04/09/2014

Bon sens et politique

 

Bon, prenons trois projets actuels de bords différents, à savoir :

 

  1. La traversée de la rade de l’UDC et MCG

  2.  L’extension pénitentiaire du magistrat PLR P. Maudet

  3. Le projet de loi sur le chômage de l’Alternative et des syndicats

 

Maintenant, appliquons-leur une dose de bon sens.

 

  1. Au mieux, soulage une partie des quais, mais remonte seulement les bouchons de quelques centaines de mètres, en crée de nouveaux, ne résout pas le problème de la circulation au centre et plombe totalement les finances de l’Etat.

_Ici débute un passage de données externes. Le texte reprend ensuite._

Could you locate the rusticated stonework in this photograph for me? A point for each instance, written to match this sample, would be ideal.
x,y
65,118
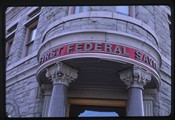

  2. Personne ne conteste que Genève a accumulé du retard pour faire face à l’augmentation des détenus condamnés à une exécution de peine.  Faut-il pour autant ajouter dans cette difficile équation  la chasse aux sans papier et prévoir de transformer Genève en un hub de détention administrative ? Une prison, ça coûte bonbon : 70 millions pour l’agrandissement de 100 places à la Brénaz, plus 290 millions pour la future prison des Dardelles !  Ne faudrait-il pas plutôt se concentrer sur une solution pour ceux qui ont commis un vrai délit et doivent purger leur peine ? Quel avantage tirons-nous d’enfermer des personnes, parfois des familles dont le seul tort est d’être attirées par un miroir aux alouettes que le Nord tend au Sud ?

  3. Prendre en charge toutes les personnes au chômage qui ont travaillé à Genève, leur trouver un emploi dans l’administration payé au 2/3 du salaire mensuel moyen (4471,50) ou leur offrir une formation qualifiante et certifiante, défrayée à raison de 3577.-/mois, c’est beau et généreux, certes, mais ça produit quoi ?  Un état providence label ++ , qui déresponsabilise chacun, concurrence les emplois des PME, alourdit son administration et donne aux jeunes un signal démotivant. Sans compter les 100 millions d’ardoise annuelle, ce qui, à mon humble avis, est une estimation bien timide.

 

Mais quelle mouche nous a piqués, nous les politiciens ? Pourquoi cette course à l’insensé, digne des vidéos des fans de Jacasse ? Il y a en tout cas un point commun aux trois projets : ils se fondent sur la grogne d’une partie de la population. Celle des automobilistes, celle de celles et ceux qui ressentent un sentiment d’insécurité croissant dans notre canton, celles et ceux qui sont les laissés pour compte d’un système économique  de plus en plus compétitif et exigeant.

 

Or, le sentiment de grogne possède comme expression aboutie la colère, qui, comme on le sait, est mauvaise conseillère.  Entendre la (g)rogne, la comprendre ou la partager, pourquoi pas en tant qu’individu ? Dans l’exercice de la fonction politique, en revanche, il vaudrait mieux s’en distancier, de façon à considérer l’ensemble de la problématique avec le plus d’objectivité possible. Bref, faire preuve de raison et de bon sens.

 

Mais c’est alors qu’interviennent deux caractéristiques puissantes du monde politique : la prégnance d’une idéologie, quelle qu’elle soit, et le souci stratégique au bénéfice de son parti ou de son ego. Lorsque ces deux éléments entrent en jeu, alors c’est adieu veau, vache, raison et bon sens ! Peut-être est-ce là le jeu politique, le piment de l’activité ? Il n’empêche ;  à l’approche de l’examen du budget, qui régira le quotidien de la population pendant une année,  je préférerais que nous arrêtions de jouer à ça et retrouvions le bon sens au service de la population.